The penny drops. I wasn’t fully appreciating how the physical belt worked in relation to the logical. Thanks.
It also makes sense that multiple call ops in the same instruction are not always cascaded. I misunderstood what was claimed in the talk. Your explanation of conditional returns makes that clear. If I’d thought just a little more about it I think it would have been clear. For example, you can’t logically cascade something like F(G(a+b) * c). The mul would have to take place after G returns and so they couldn’t be cascaded (well, and the call ops couldn’t be in the same instructions, either, I suppose).
Is the decision whether to cascade done by the specializer or by the core on the fly?
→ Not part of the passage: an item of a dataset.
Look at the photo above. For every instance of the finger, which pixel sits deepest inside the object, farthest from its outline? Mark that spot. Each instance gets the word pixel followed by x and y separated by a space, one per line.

Also, are there possibly timing issues if the function is quick to execute? Take for example F(G(), x * y). Suppose G is simply a return of a literal value (one supported by cons so no load is needed). The call takes a cycle, the cons takes a cycle, and the return presumably also takes a cycle, for three cycles total. If x * y is a multiply that takes more cycles than the call (an fmul, for example taking more than the 3 cycles accounted for above) and the compiler didn’t schedule the multiply early enough to retire at the right spot (silly compiler), would the cascaded call simply stall waiting for x*y to be computed? Would the specializer know enough to simply not cascade the call in the first place? If done by the core, does it have better information to make that decision?
I apologize if these questions seem too basic, and I appreciate the answers.